A estruturação do território, como processo organizador, está, em cada momento, associada a esta estreita relação entre poder, apropriação e uso da propriedade, rústica e urbana, por serem elas que, embora de forma diversa, o suporte do sistema de valores que a regem e determinam. Nos espaços que o poder definiu como territórios, em diferentes momentos históricos e ciclos civilizacionais e em contextos políticos diversos − em momentos de conflito e em momentos de acalmia − permanecem como referências estruturais as linhas de continuidade que, ainda hoje, muitos séculos depois, são percetíveis e presentes. Esta continuidade, representada pelo cadastro, pela rede viária histórica, pela localização dos assentamentos urbanos, tenham ou não evoluído para aglomerados de maior dimensão e importância, pela modelação topográfica do relevo original, e pela construção de infraestruturas e edifícios ainda hoje presentes, ainda que sem a sua funcionalidade original, é marca de civilizacional onde se molda a identidade territorial.
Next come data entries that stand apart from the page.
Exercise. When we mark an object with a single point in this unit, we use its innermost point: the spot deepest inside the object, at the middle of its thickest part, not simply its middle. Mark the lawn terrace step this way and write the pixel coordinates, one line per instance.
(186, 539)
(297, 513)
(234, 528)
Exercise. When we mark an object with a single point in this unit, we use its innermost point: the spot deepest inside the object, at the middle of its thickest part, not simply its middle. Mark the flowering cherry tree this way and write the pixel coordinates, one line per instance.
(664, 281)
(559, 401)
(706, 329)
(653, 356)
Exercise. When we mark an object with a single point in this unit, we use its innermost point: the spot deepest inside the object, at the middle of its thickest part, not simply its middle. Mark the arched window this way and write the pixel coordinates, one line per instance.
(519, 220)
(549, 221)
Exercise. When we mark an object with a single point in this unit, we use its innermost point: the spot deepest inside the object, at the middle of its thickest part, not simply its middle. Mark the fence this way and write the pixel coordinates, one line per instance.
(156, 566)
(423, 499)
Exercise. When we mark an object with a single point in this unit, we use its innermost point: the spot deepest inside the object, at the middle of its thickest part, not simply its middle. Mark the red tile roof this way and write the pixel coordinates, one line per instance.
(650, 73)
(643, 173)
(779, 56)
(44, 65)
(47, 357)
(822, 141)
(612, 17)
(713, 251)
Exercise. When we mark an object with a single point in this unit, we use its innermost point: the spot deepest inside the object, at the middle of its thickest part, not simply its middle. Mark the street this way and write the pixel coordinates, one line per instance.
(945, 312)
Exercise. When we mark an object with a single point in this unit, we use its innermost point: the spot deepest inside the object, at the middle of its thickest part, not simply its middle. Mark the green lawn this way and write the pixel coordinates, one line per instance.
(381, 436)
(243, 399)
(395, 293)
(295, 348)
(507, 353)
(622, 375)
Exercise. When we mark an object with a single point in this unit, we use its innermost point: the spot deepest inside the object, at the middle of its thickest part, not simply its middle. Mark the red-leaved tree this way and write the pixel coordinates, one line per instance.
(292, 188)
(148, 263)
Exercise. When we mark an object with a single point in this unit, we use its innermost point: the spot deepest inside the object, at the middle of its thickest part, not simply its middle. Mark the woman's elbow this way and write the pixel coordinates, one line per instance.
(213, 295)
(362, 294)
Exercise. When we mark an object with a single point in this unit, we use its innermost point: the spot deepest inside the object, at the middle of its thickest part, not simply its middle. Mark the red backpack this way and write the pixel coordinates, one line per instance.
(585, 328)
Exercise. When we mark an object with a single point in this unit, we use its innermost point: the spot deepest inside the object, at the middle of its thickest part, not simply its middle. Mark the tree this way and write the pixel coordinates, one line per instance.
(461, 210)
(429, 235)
As cidades e os territórios contemporâneos

Os territórios contemporâneos, resultado e consequência da evolução tecnológico que acompanha a evolução social e económica, são, por isso, também o resultado e a expressão da história física, social e política de quem os habitou e habita.

A desregulação do processo de urbanização fez com tivessem bolsas de desequilibrada organização urbana, nuns casos suportadas por instrumentos urbanístico parcelares e, noutros, em resultado de urbanizações e de construções avulsas ilegais que a administração do território, por inércia e desajustamento com a realidade social e económica, foi incapaz de controlar. O que teve como consequência fenómenos de marginalização urbana e social que reforçaram os desequilíbrios da organização territorial. Como acontece, aliás, na maior parte das áreas metropolitanas onde os processos de infraestruturação e de expansão urbana conflituam com os usos agrícolas e florestais concorrendo para o seu desaparecimento, e com isso originado o aparecimento de terrenos expectantes onde o solo se degrada e os riscos ambientais se acentuam.

Estas áreas sem uso aparente, que aguardam até eles chegue a urbanização que acontece nas suas imediações, podem acabar por se transformar, também elas, em áreas urbanizadas se, e quando, as dinâmicas económicas e demográficas assim o determinarem. Quando tal não acontece, permanecem abandonadas e sujeitas a fatores de risco ambiental que ameaçam sua estabilidade geomorfológica, contribuindo, desse modo, para a degradação territorial por efeito da erosão, alteração dos percursos superficiais e subterrâneos da água, a redução da biodiversidade e perda de qualidade paisagística. Com o que se acentua, globalmente, a desqualificação dos espaços urbanos destas áreas periurbanas.

Nestes casos, a estruturação territorial fragiliza-se, não assegurando nem a coesão territorial nem o reforço das condições ambientais que propiciam os equilíbrios ecológicos funcionais com que se constrói a qualidade urbana. E num tempo em que as questões da sobrevivência alimentar das grandes áreas urbanas, até por efeito das alterações climáticas em curso, estes terrenos gora abandonados representam um potencial de uso para novas formas de agricultura, urbana e periurbana, que importa ter em consideração nos processos de ordenamento do território. De forma coerente e ajustada às realidades e necessidades da qualificação urbana e da estabilização ambiental.